I don’t mean to sound obnoxious when I say in hindsight running the race felt oddly easy. I was buoyant. Maybe it was because of Emmie’s reminders: Have fun, take in every minute. Training is the hard part; the race is just the victory lap!
I feel like I got duped, a little bit. The marathon itself was a challenge, of course, but it was the getting-there that chipped at my resolve. I was tricked into running hundreds of miles. The toughest thing being the preparation, which was piecemeal and thankless. The preparation, in which there was no applause, except maybe through Strava kudos and my parents’ incredulity.

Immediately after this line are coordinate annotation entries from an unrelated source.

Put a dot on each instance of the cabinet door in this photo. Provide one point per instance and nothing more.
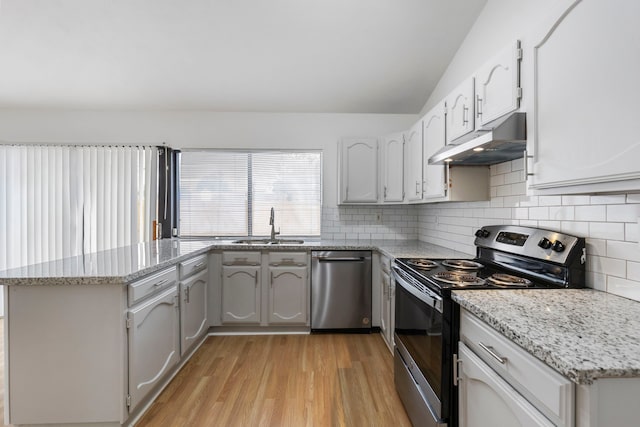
(485, 399)
(434, 138)
(393, 168)
(584, 137)
(240, 294)
(497, 91)
(193, 309)
(413, 139)
(153, 343)
(460, 111)
(288, 302)
(359, 171)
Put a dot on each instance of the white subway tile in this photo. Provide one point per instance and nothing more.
(623, 287)
(623, 213)
(541, 213)
(608, 199)
(608, 266)
(623, 250)
(606, 230)
(550, 200)
(562, 213)
(575, 200)
(633, 271)
(590, 213)
(580, 229)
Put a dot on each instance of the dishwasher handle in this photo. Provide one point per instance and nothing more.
(341, 259)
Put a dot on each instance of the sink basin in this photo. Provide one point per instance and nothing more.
(269, 242)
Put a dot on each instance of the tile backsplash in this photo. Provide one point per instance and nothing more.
(370, 223)
(608, 222)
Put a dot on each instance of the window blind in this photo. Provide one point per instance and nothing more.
(225, 193)
(61, 201)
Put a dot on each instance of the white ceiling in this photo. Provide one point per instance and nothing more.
(338, 56)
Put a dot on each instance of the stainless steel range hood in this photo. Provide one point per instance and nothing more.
(504, 140)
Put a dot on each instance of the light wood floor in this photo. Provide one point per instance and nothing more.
(278, 380)
(283, 380)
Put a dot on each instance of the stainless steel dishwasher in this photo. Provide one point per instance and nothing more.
(341, 290)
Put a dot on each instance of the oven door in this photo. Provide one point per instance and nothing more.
(420, 336)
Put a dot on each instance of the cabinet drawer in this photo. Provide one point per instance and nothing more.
(193, 265)
(385, 264)
(241, 258)
(551, 392)
(143, 288)
(288, 258)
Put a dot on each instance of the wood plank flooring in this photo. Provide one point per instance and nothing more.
(283, 380)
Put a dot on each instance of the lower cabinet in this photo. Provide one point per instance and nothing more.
(193, 310)
(240, 294)
(153, 340)
(288, 294)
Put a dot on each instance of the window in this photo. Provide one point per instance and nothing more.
(231, 193)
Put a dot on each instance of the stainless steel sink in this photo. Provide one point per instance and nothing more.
(269, 242)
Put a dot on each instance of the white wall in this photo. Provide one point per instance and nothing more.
(185, 129)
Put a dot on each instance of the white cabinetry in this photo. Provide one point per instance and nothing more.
(288, 285)
(413, 169)
(584, 137)
(497, 85)
(502, 385)
(358, 170)
(434, 138)
(194, 285)
(393, 168)
(460, 110)
(154, 347)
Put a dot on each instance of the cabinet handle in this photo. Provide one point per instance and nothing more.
(160, 283)
(491, 352)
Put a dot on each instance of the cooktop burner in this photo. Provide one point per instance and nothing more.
(423, 264)
(508, 280)
(458, 278)
(462, 264)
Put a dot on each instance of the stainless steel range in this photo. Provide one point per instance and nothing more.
(426, 323)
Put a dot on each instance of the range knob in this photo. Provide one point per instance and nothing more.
(482, 233)
(545, 243)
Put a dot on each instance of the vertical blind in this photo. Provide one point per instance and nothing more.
(61, 201)
(224, 193)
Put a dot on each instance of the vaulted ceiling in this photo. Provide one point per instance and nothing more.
(338, 56)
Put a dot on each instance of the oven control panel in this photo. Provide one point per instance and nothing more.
(532, 242)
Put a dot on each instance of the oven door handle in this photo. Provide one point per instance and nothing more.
(427, 296)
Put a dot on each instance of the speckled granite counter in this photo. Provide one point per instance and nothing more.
(122, 265)
(582, 333)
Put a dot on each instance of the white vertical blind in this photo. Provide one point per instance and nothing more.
(61, 201)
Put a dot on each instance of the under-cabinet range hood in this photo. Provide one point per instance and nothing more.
(505, 139)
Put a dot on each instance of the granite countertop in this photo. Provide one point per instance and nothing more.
(123, 265)
(582, 333)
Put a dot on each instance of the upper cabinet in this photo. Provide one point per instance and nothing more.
(584, 137)
(393, 168)
(413, 172)
(461, 110)
(497, 88)
(358, 170)
(434, 138)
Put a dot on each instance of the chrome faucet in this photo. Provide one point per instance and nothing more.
(274, 233)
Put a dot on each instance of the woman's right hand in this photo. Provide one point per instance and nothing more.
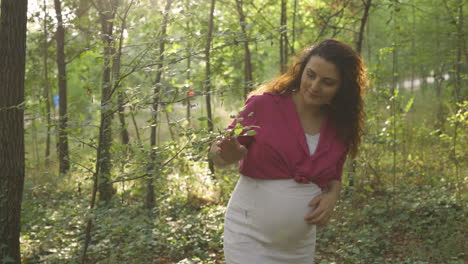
(229, 150)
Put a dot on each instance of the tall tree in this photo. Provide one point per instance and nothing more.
(367, 4)
(46, 93)
(156, 96)
(12, 70)
(283, 37)
(208, 75)
(107, 12)
(64, 162)
(247, 58)
(189, 67)
(116, 79)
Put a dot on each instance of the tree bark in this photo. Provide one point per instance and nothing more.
(64, 164)
(189, 68)
(116, 75)
(46, 94)
(365, 15)
(283, 38)
(294, 27)
(149, 202)
(247, 57)
(367, 5)
(208, 77)
(106, 16)
(12, 162)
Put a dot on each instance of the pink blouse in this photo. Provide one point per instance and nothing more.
(279, 148)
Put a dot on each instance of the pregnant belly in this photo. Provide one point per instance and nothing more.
(273, 213)
(281, 219)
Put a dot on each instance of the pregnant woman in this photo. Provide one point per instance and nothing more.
(306, 121)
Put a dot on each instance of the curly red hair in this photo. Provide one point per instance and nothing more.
(347, 107)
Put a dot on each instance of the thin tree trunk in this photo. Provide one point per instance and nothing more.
(46, 94)
(460, 48)
(367, 5)
(247, 58)
(189, 69)
(106, 16)
(64, 163)
(208, 77)
(283, 38)
(13, 21)
(294, 27)
(116, 75)
(149, 203)
(121, 94)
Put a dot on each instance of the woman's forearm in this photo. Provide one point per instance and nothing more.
(334, 186)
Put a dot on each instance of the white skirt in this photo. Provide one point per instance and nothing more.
(264, 222)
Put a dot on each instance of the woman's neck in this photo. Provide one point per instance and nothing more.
(304, 110)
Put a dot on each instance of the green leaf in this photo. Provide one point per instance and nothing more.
(250, 133)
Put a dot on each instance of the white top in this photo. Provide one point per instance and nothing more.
(312, 141)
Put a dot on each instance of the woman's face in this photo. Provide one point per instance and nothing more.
(320, 82)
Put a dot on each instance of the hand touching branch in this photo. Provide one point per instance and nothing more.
(324, 205)
(228, 151)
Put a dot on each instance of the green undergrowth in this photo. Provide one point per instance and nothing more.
(408, 225)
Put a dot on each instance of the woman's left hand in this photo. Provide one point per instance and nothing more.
(325, 203)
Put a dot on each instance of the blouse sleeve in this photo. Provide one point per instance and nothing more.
(339, 167)
(248, 119)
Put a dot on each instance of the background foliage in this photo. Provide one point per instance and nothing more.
(403, 198)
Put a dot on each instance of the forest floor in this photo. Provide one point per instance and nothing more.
(413, 224)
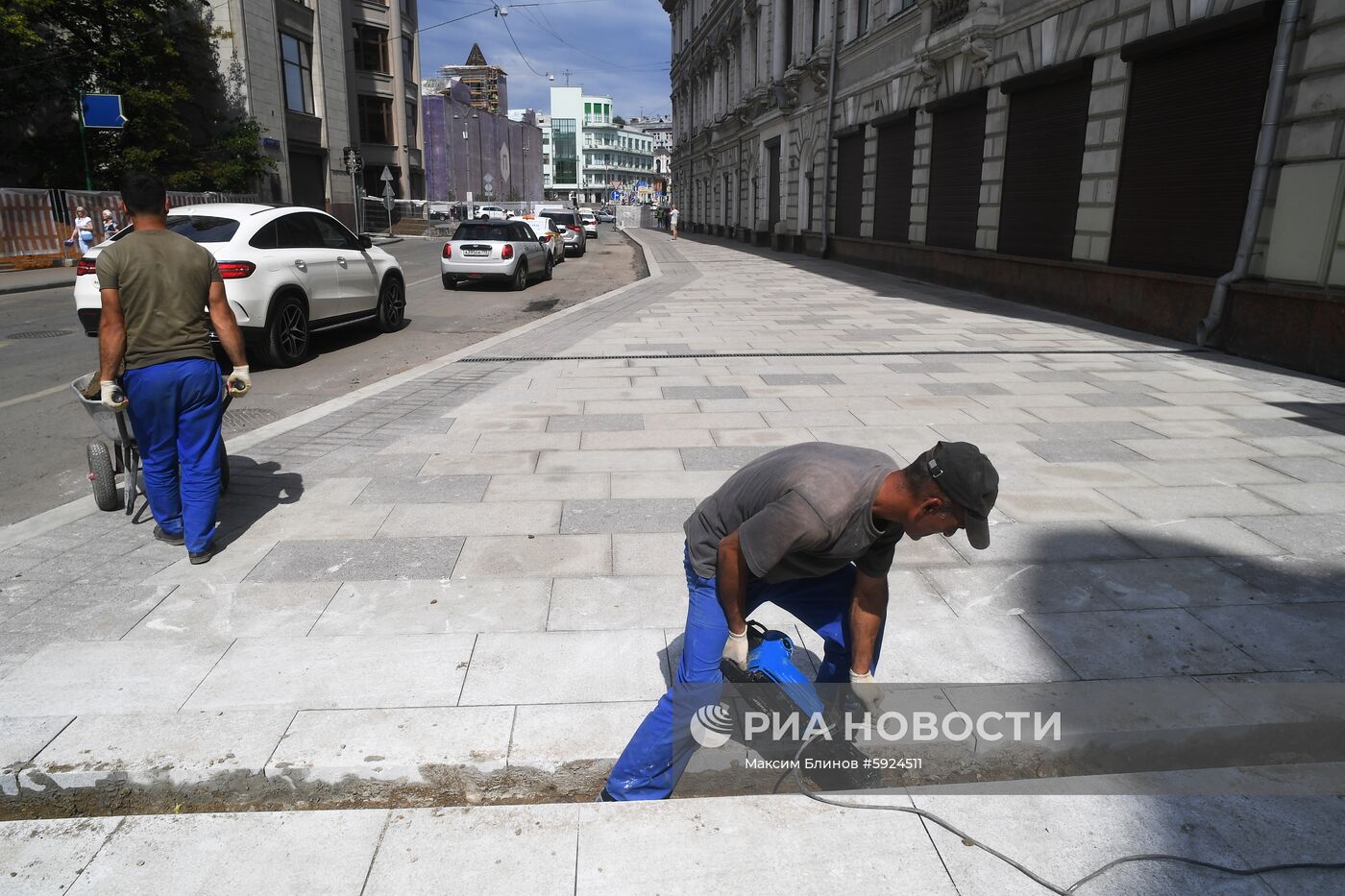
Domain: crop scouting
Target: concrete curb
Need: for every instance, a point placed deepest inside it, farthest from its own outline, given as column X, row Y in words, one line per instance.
column 57, row 517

In preparing there were few high fives, if any. I had on the trails seen countless dead animals. Dead mice, dead birds, dead deer. I had stood alongside a few other runners on a hot day to shade a fallen biker from the sun as we waited for the ambulance to finally arrive. I had thrown up, once, sitting on the bench outside the restaurant near my apartment, to the horror of diners nearby. It was hot; I was sweating so much that I forgot.
So as I ran, I thought to myself, take in every minute. Though it’s hard, enjoy it. The hardest part is over. Maybe you always need something to trick you into doing the hardest part. Wow, is this so simple after all? That the marathon is just reward? A victory lap?
I wanted to run the race after I saw Emmie run it last year — That day, I couldn’t stop grinning. When I was debating whether or not to bite the bullet, my friend Michelle told me it was the most empowering thing she had ever done, and that I should do it, so I did.
Do I feel empowered? I think so. More so, I feel proud of myself. Really, really proud of myself. I think back to seeing my family, awkward and confused, in the crowd of cheerers. My mom had been telling everyone I was running the marathon, to my horror. She asked me how long I ran after every single long run. I would roll my eyes a bit — she was my mom, after all. She would be impressed regardless. But when I saw her cheering, it was rare. She was so proud, and I didn’t know why.
But I think I am grasping it now, something similar. It stood for other things, that I would try to do something hard. Like wearing the face of someone you love on your shirt, letting them know: I love you, and I would do such hard things for you.
“Competing against time isn’t important. What’s going to be much more meaningful to me now is how much I can enjoy myself, whether I can finish twenty-six miles with a feeling of contentment. I’ll enjoy and value things that can’t be expressed in numbers, and I’ll grope for a feeling of pride that comes from a slightly different place.”
— Murakami, WITAWITAR
no ‘some things’ this week — it’s my bedtime. just a big thank you to everyone: for reading, for being my friend, for donating to my UNHCR fundraiser (we blew the goal out of the water!). there are friends and loved ones at every point in this story: people i ran with, people who called me on my long and dreary runs, people who cheered me on and texted me and got me out of bed in the morning. sorry if i sound so annoying talking about this, guys. i didn’t wanna be one of those people but I am now <3
happy trails,
PM
… PS:
I did not eat these things fwiw. just the dates & sugar cubes I brought + a half banana from the crowd
Woohoo! Congratulations. 🫶
"Light was scarce, my skin was acneic." Woah Pegah, why are you describing my new grad school experience and thoughts of dropping out every single day (my skin is rebelling!!!). The idea of the gesture of running itself being complete is such a poignant idea to mull over; I'll be thinking of that all night. Thank you for that, and for also reading one of my fave memoirs on running.